5,9 millions de dollars de dommages et intérêts
Ce procès, la société Neurelec l’a gagné le 23 février 2011 devant un jury populaire. La décision a été confirmée par le juge Brian Whitney. Cette sentence condamne la société Otologics à verser à Neurelec 5,9 millions de dollars de dommages et intérêts pour conspiration et espionnage industriel. Pour Cédric Briand, nul doute possible comme il l’explique dans sa lettre adressée aux professionnels : « En réaction, certains de ces anciens salariés continuent sans interruption de diffuser des informations mensongères à notre égard.
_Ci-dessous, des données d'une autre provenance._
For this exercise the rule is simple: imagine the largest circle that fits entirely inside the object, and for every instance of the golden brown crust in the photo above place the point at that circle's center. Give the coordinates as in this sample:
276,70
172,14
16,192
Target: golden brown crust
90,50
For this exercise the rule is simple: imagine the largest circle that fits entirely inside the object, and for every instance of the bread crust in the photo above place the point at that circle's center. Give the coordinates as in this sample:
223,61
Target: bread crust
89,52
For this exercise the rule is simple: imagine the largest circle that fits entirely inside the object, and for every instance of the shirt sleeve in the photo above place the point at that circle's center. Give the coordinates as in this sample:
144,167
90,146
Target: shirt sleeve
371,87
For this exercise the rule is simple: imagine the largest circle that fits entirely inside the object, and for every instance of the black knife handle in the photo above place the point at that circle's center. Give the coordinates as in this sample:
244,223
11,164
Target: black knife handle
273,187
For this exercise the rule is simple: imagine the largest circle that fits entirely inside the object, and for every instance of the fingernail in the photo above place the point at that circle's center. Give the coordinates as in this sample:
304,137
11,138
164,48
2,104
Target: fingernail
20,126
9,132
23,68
Ces actions ont débouché sur diverses investigations et inspections. Plus globalement, je crois qu’il faut prendre un peu de distance par rapport à tout cela. Aujourd’hui, la presse et la justice se lancent dans une bataille à l’encontre des dispositifs médicaux. » Il y aura vraisemblablement des refontes de la réglementation autour de tout cela, et d’ailleurs, Xavier Bertrand en a émis le souhait. J’ai le sentiment que nous sommes instrumentalisés dans tout cela. Et de souligner : « S’il y avait eu des problèmes avec le Digisonic SP, l’Afssaps aurait fermé la boutique, les professionnels se seraient rendu compte de quelque chose ! Il faut désormais donner le temps à l’Afssaps de rendre son rapport et laisser le parquet faire son travail ! »
Quatre entreprises se disputent à l’heure actuelle ce marché très confidentiel : l’australien Cochlear, l’autrichien Vibrant Medel, la société Advanced Bionics (Sonova) et le français Neurelec, installé à Vallauris dans le Sud de la France et qui vend entre 1 500 à 2 000 implants par an.